Pour échapper à une réponse immunitaire trop sévère de son hôte (l'être humain, par exemple), la bactérie entérique Shigella flexneri est équipée d'une structure lipopolysaccharidique qui contient plusieurs répétitions de l'antigène O. Ce polymère d'antigène O s'étend bien au-delà de la surface de la bactérie.


3.4.6 Adressage par le biais d'une glycosylation


Les protéines destinées à l'exportation où à certains compartiments dans la cellule ne sont pas traduites dans le cytosol mais dans la lumière du réticulum endoplasmique, à la surface duquel les ribosomes sont attachés et lui donnent un aspect rugueux en microscopie électronique. Les protéines qui entrent dans le RE doivent ensuite être acheminées vers leur destination correcte.

Les enzymes qui doivent se rendre dans les lysosomes y sont dirigés par une glycosylation spécifique: ils portent un mannose-6-phosphate. Le phosphate est ajouté à la protéine (qui est déjà une glycoprotéine, bien entendu) selon le processus décrit dans la figure qui suit.
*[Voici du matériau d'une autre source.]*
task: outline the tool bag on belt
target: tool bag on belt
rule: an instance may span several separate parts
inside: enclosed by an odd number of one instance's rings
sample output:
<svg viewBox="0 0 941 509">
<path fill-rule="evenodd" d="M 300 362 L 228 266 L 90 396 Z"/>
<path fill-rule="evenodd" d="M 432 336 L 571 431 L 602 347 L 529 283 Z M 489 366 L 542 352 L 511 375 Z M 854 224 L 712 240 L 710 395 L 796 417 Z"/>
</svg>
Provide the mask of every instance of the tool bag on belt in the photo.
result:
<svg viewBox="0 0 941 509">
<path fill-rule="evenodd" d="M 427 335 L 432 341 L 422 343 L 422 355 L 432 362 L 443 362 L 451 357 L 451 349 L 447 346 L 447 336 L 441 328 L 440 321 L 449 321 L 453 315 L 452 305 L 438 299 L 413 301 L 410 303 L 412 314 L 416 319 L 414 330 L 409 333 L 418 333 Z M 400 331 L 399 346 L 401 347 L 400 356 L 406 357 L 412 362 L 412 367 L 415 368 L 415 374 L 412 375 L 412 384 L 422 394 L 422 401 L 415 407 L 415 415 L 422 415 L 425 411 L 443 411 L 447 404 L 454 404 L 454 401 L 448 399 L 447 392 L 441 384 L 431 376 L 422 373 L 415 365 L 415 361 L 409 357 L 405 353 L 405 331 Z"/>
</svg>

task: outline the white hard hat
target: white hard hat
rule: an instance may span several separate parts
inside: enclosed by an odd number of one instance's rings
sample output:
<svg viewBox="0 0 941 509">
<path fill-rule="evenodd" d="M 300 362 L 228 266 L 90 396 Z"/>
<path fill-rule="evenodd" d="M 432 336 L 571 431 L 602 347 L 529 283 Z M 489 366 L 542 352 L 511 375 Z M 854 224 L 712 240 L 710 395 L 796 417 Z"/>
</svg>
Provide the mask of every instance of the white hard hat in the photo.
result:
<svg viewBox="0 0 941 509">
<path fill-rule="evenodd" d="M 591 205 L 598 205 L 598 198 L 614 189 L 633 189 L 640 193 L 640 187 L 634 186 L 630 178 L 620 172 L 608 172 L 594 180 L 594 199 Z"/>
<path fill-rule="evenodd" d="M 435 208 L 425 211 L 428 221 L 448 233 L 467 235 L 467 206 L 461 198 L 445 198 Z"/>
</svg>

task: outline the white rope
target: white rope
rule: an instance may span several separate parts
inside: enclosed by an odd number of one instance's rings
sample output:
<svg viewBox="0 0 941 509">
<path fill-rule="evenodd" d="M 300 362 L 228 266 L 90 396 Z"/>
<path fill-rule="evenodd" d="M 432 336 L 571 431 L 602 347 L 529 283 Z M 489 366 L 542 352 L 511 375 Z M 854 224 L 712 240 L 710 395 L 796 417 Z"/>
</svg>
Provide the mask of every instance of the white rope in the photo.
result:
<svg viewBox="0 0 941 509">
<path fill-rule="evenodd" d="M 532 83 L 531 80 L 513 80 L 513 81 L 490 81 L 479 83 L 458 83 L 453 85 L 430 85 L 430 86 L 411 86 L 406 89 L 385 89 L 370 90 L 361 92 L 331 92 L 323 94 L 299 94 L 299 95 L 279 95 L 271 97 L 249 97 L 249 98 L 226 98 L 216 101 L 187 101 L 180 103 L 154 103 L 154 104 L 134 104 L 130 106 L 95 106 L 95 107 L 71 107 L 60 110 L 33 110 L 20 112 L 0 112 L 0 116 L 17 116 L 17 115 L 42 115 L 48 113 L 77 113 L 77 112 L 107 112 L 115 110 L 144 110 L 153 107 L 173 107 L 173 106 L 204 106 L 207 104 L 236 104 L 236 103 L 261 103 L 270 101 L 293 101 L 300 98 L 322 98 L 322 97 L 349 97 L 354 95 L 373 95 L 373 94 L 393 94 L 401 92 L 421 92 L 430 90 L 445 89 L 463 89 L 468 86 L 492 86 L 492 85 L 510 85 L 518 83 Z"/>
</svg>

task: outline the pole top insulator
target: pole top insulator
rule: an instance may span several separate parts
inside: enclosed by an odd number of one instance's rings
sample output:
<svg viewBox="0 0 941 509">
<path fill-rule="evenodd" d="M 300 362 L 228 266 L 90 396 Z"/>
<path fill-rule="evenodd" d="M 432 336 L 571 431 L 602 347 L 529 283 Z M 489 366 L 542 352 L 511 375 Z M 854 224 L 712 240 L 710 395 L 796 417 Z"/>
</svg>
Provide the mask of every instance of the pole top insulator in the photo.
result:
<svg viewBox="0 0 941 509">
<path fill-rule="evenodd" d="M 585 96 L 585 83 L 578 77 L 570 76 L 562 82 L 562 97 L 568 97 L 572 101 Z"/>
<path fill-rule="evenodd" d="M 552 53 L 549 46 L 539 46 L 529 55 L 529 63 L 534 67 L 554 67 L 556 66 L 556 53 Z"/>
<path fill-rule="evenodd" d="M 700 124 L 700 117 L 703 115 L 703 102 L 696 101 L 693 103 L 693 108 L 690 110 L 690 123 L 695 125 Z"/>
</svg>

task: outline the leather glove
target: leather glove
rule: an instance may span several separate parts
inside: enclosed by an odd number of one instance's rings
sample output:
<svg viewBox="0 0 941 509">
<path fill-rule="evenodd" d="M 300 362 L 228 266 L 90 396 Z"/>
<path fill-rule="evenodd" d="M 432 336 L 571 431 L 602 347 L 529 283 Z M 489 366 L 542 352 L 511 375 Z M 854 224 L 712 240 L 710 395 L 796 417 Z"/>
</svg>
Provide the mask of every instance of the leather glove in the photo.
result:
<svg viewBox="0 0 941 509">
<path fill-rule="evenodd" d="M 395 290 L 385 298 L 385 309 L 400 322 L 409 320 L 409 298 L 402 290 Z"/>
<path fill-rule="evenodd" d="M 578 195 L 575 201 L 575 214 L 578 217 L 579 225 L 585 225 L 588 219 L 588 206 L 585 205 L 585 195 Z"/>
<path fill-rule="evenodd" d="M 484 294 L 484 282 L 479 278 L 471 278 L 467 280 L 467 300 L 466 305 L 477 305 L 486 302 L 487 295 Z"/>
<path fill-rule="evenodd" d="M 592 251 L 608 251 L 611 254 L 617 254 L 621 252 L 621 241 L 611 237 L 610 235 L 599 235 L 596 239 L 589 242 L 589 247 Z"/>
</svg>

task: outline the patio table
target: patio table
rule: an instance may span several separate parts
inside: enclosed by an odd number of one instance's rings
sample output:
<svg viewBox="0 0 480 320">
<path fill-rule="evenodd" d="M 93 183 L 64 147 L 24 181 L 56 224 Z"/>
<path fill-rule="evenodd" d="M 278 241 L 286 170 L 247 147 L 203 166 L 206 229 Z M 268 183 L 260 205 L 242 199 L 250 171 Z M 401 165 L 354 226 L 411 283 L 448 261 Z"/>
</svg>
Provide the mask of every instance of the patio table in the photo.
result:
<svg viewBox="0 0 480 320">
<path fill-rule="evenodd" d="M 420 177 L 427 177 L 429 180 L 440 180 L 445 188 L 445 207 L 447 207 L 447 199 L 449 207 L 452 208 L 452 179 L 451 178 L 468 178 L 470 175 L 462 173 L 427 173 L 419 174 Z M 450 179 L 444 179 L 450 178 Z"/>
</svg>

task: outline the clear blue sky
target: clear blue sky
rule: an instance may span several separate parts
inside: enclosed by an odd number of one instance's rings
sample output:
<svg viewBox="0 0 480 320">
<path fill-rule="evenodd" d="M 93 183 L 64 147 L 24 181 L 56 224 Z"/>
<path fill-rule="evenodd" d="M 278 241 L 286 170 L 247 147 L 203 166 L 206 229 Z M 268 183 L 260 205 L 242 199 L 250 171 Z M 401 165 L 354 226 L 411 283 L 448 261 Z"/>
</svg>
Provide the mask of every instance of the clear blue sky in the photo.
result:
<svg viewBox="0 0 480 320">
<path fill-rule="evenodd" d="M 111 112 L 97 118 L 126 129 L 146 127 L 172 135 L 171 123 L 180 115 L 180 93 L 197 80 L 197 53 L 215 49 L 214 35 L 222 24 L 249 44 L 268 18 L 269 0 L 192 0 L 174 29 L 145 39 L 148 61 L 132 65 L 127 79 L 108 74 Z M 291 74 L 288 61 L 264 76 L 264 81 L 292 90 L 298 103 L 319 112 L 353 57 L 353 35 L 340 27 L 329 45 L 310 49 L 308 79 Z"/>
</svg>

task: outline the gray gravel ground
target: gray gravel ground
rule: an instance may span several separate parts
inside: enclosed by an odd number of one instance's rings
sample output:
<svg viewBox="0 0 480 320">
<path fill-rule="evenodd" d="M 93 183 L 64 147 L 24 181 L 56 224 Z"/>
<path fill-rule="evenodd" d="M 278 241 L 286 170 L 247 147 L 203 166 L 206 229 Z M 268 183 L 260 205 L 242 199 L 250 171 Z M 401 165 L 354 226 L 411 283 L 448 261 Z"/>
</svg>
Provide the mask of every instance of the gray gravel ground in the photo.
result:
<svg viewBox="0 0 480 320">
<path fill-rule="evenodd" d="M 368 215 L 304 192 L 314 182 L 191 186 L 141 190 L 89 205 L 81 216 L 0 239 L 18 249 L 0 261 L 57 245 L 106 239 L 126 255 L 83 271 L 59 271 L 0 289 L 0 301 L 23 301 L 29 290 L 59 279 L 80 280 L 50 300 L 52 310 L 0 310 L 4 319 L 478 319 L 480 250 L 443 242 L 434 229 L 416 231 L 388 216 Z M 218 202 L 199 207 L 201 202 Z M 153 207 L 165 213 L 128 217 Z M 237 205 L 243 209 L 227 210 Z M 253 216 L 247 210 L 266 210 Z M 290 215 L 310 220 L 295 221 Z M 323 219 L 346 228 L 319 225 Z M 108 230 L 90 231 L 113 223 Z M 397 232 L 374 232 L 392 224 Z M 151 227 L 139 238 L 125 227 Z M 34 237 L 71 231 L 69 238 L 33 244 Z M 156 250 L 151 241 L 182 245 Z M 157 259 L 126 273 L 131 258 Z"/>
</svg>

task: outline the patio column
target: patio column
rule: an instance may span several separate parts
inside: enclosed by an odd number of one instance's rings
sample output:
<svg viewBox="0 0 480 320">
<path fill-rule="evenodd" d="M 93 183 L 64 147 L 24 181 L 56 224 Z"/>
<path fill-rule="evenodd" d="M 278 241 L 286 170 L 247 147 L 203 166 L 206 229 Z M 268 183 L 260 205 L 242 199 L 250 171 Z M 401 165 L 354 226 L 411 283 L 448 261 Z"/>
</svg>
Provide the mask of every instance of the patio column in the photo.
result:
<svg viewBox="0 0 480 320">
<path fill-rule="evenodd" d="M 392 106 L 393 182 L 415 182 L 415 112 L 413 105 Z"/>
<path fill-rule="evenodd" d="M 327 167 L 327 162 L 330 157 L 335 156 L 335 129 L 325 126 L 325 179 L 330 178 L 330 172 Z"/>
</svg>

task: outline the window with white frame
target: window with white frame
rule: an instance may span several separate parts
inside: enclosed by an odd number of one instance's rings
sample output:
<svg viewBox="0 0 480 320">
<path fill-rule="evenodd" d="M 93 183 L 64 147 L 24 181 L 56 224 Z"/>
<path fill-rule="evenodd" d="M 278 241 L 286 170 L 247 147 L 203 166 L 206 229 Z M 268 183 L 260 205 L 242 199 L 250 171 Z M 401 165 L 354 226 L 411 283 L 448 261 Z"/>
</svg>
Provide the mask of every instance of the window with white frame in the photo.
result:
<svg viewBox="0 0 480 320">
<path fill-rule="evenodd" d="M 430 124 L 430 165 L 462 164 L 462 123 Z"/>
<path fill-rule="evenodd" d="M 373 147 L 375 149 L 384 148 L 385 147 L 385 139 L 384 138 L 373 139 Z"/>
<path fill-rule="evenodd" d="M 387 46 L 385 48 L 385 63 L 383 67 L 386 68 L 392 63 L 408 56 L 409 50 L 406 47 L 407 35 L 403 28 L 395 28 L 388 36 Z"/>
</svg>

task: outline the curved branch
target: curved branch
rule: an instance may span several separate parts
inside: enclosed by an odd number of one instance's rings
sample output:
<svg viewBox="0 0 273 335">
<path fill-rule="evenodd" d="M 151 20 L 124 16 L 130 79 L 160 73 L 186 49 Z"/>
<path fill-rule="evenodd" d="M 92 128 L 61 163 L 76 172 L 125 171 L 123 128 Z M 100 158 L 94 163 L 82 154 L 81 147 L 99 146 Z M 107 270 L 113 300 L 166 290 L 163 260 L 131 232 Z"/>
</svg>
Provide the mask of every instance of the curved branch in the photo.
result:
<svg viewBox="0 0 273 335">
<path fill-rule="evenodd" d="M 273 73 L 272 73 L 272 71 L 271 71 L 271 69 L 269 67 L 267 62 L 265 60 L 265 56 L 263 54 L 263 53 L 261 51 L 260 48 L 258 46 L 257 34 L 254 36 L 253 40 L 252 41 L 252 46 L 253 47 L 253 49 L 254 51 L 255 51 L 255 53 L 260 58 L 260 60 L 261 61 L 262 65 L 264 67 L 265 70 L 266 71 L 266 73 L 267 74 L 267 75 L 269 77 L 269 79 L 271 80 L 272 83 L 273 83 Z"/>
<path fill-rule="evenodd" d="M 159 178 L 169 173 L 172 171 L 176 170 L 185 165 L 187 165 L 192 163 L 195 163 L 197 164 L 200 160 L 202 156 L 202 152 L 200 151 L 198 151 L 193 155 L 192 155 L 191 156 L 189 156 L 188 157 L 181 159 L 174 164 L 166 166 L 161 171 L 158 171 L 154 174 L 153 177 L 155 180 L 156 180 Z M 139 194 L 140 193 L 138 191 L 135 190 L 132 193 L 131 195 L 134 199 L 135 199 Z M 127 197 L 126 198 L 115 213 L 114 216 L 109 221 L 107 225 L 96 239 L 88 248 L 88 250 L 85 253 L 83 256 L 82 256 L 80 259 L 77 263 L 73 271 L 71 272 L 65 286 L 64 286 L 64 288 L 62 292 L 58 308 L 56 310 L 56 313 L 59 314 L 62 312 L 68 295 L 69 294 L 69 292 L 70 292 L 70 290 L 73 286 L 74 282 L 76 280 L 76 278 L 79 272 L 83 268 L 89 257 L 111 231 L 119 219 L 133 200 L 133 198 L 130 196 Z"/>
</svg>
Cette réaction se produit dans le Golgi.

Deux récepteurs de mannose-6-phosphate sont présents sur la membrane interne de l'appareil de Golgi et permettent de diriger les protéines vers les lysosomes.

 

3.4.7 Glycosylation et infection

Beaucoup de virus et d'autres agents pathogènes ont évolué de façon à reconnaître les sucres présents à la surface des cellules et s'en servent comme points d'arrimage.

- Le virus VIH entrent dans les cellules du système immunitaire en s'attachant à des récepteurs tels CXCR4 et CXCR5, qui sont des glycoprotéines.

- La glycoprotéine membranaire Dystroglycan est une composante du complexe de la dystrophine. Deux protéines sont issues du gène de dystroglycan (suite à une maturation enzymatique): a-DG et b-DG. Le a-DG présent sur les cellules de Schwann est le récepteur de Mycobacterium leprae, ainsi que des arénavirus (causant des fièvres hémorrhagiques, telle la fièvre de Lhassa).

- Les rhinovirus (qui causent le rhume) utilisent la glycoprotéine ICAM-1 comme point d'entrée.

- Le virus de la rage se lie à la glycoprotéine N-CAM.

- L'agent malarial Plasmodium vivax utilise le récepteur de l'interleukine 8 pour entrer dans les érythrocytes.

- Plasmodium falciparum, lui, utilise les sucres portés par la glycophorine à la surface des éryhtrocytes. G. La glycophorine sert aussi de point d'entrée pour le virus de l'influenza. (Les sucres de la glycophorine contribuent à établir le système de groupe sanguin dit MNS:ce sont des antigènes propres à l'être humain mais attaqués par le système immunitaire d'autres animaux).